»De pronto, llegó un nuevo mayor para tomar el mando del batallón. Y lo hizo. Repentinamente el viejo teniente coronel cayó enfermo, no podía moverse, no salió de casa en dos días y no entregó el dinero del Estado. Nuestro doctor Krávchenko aseguraba que estaba realmente enfermo. Pero he aquí lo que yo sabía a ciencia cierta y en secreto desde hacía tiempo: la suma de dinero, después de cada inspección de las autoridades, y desde hacía ya cuatro años consecutivos, desaparecía durante un tiempo. El teniente coronel se la prestaba a un hombre de total confianza, un comerciante local, el viejo viudo Trífonov, un hombre barbudo con gafas doradas. El otro se iba a la feria, hacía los negocios que tenía que hacer y enseguida devolvía el dinero al teniente coronel, la suma íntegra, junto con algún que otro regalo de la feria y una comisión por los intereses. Pero esta vez (lo supe por casualidad, por un adolescente, el hijito baboso de Trífonov, su vástago y heredero, el chico más depravado que el mundo haya jamás dado), esta vez, como decía, Trífonov, al regresar de la feria, no le devolvió nada. El teniente coronel corrió a verlo. “Nunca recibí nada de usted ni pude haberlo recibido”, fue la respuesta. Así que nuestro teniente coronel estaba en casa, con la cabeza envuelta en una toalla, mientras las tres mujeres le aplicaban hielo en las sienes; de pronto, un ordenanza, con un libro y una orden: “Entregue los fondos del Estado, de inmediato, en un plazo de dos horas”. Él firmó, después yo vi esta firma en el libro; se levantó, dijo que iba a ponerse el uniforme, corrió a su dormitorio, cogió su escopeta de caza, de dos cañones, la cargó, puso dentro una bala de soldado, se quitó la bota del pie derecho, apoyó la escopeta contra su pecho, y, con el pie, se puso a buscar el gatillo. Y Agafia, que sospechaba algo, se acordó de lo que yo le había dicho: se acercó cautelosamente y, justo a tiempo, lo vio todo: irrumpió en la habitación, se lanzó sobre él por la espalda, lo abrazó y la escopeta se disparó contra el techo; nadie resultó herido; las demás entraron corriendo, lo sujetaron, le quitaron la escopeta, lo sostuvieron por los brazos… Todo esto lo supe más tarde hasta el último detalle. Yo estaba en mi casa en ese momento; oscurecía y estaba a punto de salir, después de haberme vestido, peinado, de haber perfumado mi pañuelo y cogido mi gorro, cuando de pronto se abrió la puerta y allí, en mi apartamento, vi ante mí a Katerina Ivánovna.

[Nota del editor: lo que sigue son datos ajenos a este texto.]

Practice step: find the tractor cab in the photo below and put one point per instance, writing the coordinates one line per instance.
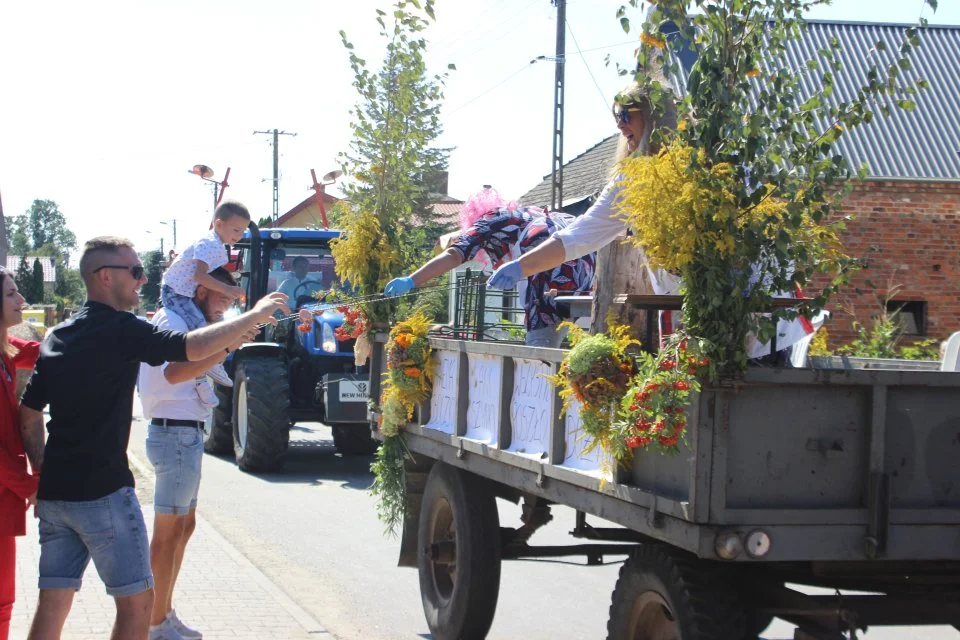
(288, 374)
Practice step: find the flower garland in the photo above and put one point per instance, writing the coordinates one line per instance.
(653, 412)
(407, 383)
(354, 323)
(596, 372)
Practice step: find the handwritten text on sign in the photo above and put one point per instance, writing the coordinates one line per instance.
(443, 402)
(577, 442)
(483, 411)
(530, 407)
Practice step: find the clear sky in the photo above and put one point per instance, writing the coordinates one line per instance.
(105, 104)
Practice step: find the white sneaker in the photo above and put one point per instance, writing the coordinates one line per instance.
(164, 631)
(219, 375)
(182, 629)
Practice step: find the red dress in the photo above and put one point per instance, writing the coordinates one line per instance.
(16, 484)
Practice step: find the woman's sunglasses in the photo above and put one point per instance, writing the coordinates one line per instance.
(623, 116)
(136, 271)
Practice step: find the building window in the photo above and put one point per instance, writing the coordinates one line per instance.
(911, 314)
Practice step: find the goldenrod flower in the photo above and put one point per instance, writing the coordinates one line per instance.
(652, 41)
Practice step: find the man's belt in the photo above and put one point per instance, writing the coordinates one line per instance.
(176, 422)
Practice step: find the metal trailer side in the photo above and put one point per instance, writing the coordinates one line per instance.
(839, 478)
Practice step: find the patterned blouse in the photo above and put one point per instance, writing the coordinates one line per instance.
(506, 235)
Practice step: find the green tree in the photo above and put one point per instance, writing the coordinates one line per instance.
(150, 292)
(23, 275)
(392, 156)
(757, 148)
(18, 242)
(36, 284)
(48, 231)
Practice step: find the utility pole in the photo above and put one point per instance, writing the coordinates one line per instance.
(556, 190)
(276, 167)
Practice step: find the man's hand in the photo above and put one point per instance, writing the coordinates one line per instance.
(270, 304)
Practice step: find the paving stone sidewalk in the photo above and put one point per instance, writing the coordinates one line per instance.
(219, 591)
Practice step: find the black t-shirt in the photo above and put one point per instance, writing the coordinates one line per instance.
(86, 372)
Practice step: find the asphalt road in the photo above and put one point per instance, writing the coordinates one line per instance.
(312, 529)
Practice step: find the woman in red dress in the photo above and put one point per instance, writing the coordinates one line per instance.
(18, 488)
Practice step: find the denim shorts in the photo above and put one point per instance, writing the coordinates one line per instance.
(109, 530)
(176, 454)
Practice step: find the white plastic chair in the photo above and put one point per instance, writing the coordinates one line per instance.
(951, 355)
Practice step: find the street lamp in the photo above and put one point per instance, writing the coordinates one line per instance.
(318, 188)
(206, 173)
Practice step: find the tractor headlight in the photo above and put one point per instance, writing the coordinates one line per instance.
(329, 343)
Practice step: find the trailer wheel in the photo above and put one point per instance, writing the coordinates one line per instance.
(664, 594)
(354, 439)
(459, 554)
(218, 436)
(261, 413)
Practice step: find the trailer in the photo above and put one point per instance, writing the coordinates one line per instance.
(840, 478)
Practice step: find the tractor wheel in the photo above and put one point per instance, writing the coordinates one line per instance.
(218, 434)
(261, 413)
(663, 593)
(459, 554)
(354, 439)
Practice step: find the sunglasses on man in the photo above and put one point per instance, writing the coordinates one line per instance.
(136, 270)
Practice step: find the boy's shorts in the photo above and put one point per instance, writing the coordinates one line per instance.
(176, 454)
(109, 530)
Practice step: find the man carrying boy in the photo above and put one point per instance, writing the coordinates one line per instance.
(86, 373)
(177, 399)
(193, 267)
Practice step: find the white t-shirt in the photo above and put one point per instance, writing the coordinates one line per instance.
(188, 400)
(598, 227)
(180, 276)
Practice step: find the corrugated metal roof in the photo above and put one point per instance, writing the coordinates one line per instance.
(583, 176)
(922, 145)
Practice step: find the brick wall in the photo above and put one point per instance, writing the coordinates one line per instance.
(909, 234)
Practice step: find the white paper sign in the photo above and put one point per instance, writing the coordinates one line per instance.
(443, 402)
(483, 411)
(530, 407)
(354, 390)
(577, 442)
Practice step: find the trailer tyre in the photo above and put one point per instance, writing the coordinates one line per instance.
(218, 435)
(354, 439)
(261, 411)
(662, 593)
(459, 554)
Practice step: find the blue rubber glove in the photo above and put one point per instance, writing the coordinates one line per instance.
(506, 277)
(398, 286)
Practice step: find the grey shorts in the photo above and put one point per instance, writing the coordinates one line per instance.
(176, 454)
(110, 531)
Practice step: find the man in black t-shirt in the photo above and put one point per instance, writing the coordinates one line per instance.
(86, 373)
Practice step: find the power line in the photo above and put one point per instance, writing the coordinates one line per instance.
(276, 167)
(595, 83)
(477, 97)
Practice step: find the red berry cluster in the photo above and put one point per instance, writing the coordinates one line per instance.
(354, 323)
(655, 411)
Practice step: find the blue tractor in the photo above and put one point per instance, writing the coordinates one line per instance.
(288, 375)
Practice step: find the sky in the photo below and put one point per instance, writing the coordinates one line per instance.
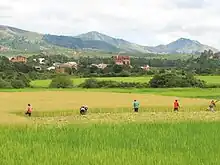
(145, 22)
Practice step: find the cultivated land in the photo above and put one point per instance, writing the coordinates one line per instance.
(110, 133)
(211, 80)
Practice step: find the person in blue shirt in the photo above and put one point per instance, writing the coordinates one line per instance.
(136, 105)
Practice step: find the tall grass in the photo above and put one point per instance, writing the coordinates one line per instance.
(124, 144)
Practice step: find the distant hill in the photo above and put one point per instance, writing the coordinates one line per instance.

»A veces pasan cosas extrañas: nadie en la calle se dio cuenta en ese momento de que ella había venido a verme, así que para la ciudad simplemente desapareció. Yo alquilaba mis aposentos a las mujeres de dos funcionarios, muy viejas las dos, que también me servían, mujeres respetables, me obedecían en todo, y esa vez, por orden mía, luego se quedaron calladas como dos postes de hierro. Por supuesto, lo comprendí todo de golpe. Entró y me miró directamente, sus ojos oscuros miraban decididos, desafiantes incluso, pero en sus labios y en torno a su boca distinguí cierta indecisión.
»“Mi hermana me dijo que me daría usted cuatro mil quinientos rublos si venía a buscarlos… yo misma. He venido… ¡Deme el dinero!” No podía resistir, se ahogaba, tenía miedo, se le cortaba la voz, y las comisuras de los labios, las líneas cercanas, le empezaron a temblar. Aliosha, ¿me escuchas o duermes?
–Mitia, sé que dirás toda la verdad —dijo Aliosha con emoción.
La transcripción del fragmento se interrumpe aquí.